Let's get to the bottom line on all this "rate cut" nonsense.
The Fed made a fatal mistake in first promoting "fiscal" actions (during the 08 crash) and then continuing to support them well after the bottom in 2009. This allowed Barack Obama to run trillion dollar deficits for years and, once he did so to push policies that were economically bankrupt (e.g. the ACA) and got them embedded it was faced with the reality of the creature of its own design.
It appears that Yellen thought she could leave her office with a belated "goodbye" of "normalization", after having been complict herself, and evade the impending blow up -- at least until after her chair had cooled off from her ugly ass sitting on same.
She was wrong.
Powell not only ratified Bernanke's policy he doubled down on his and Yellen's insanity instead of putting up the middle finger when Donald Trump was elected. By supporting Trump's crazy deficit spending ramp he managed to stick ~30% on the stock market at the cost of trapping The Fed, permanently, in financing deficits.
If there was no cost to the real economy or real people in doing this it would defensible. But there is such a cost, and it falls on 90% of the population -- which owns only a tiny percentage of equities. Worse, that cost falls not only on savers but those who have a fiduciary responsibility toward safety and return, which also typically have as their beneficiaries that same 90% of the population!
Then there's the impact on state and local governments who can't earn that return either and thus this ramps property taxes in response. And while ultra-low rates seem to be good in some other places (e.g. home values) that's a chimera.
Let me explain: A boom in home prices screws basically everyone in the general public.

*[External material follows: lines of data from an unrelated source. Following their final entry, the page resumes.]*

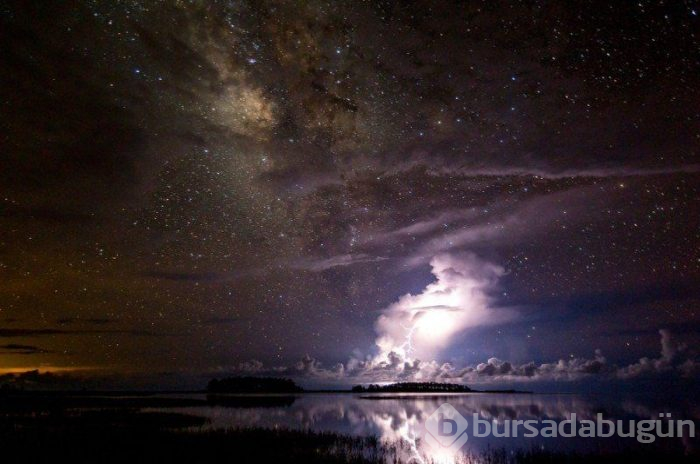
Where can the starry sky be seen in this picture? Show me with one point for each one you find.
(349, 190)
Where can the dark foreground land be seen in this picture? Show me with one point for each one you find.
(116, 430)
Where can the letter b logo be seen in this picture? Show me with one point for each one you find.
(443, 424)
(446, 428)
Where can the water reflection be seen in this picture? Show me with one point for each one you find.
(394, 417)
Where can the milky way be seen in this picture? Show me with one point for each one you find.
(189, 188)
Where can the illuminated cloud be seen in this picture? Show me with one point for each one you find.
(419, 326)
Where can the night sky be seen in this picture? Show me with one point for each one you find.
(343, 192)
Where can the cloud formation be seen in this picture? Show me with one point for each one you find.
(675, 361)
(418, 326)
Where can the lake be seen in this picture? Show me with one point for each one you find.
(393, 417)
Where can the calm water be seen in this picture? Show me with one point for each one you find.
(394, 417)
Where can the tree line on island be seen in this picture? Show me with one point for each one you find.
(234, 385)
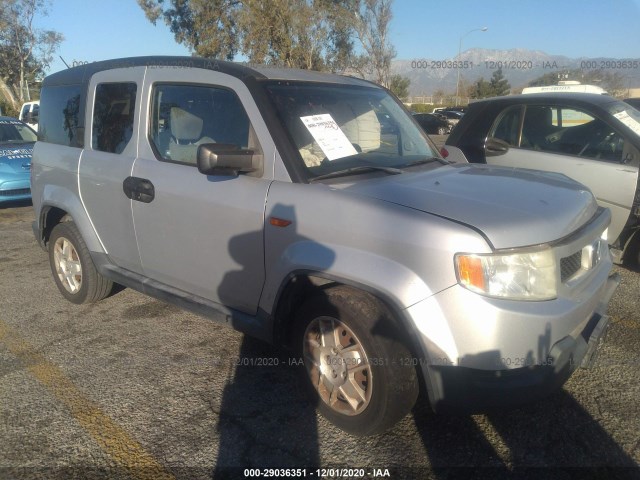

Think about it for a minute.
You and your wife own a small, 2 bedroom "starter" house. You decide to have a family. You need a bigger house. Your house has gone up in value by 50% over the last 10 years. Good, right? Wrong! The new, larger house has gone up by the same percentage; in dollars it's gone up by much more!
50% of $100,000 is $50,000. But 50% of $200,000 is $100,000! Not only that but the property taxes have gone up by that same 50% and they're due every year forevermore into the future and, what's worse, the interest is due on the loan too.
So you say "well but I sell the $150,000 house and made $50k!" Ah, Grasshopper, but the $200,000 house is now $300,000, and you only have $150k! You got ****ed out of another $50,000; if there had been no price change your net requirement was another $100,000. It's now another $150,000 instead! SURPRISE!
Of course the Realtor loves this because 6% of $300,000 is 50% more money than 6% of $200,000. And the bank loves it too because they to charge a percentage interest on the principal, MSRs are typically computed not on a "dollars per loan" but as a percentage and similar. The insurance company loves you too, because the higher "value" means premiums go up, since if the house burns or is hit by a tornado the loss is higher. And the city loves it because millage is just a fancy word for percentage and they get it every year.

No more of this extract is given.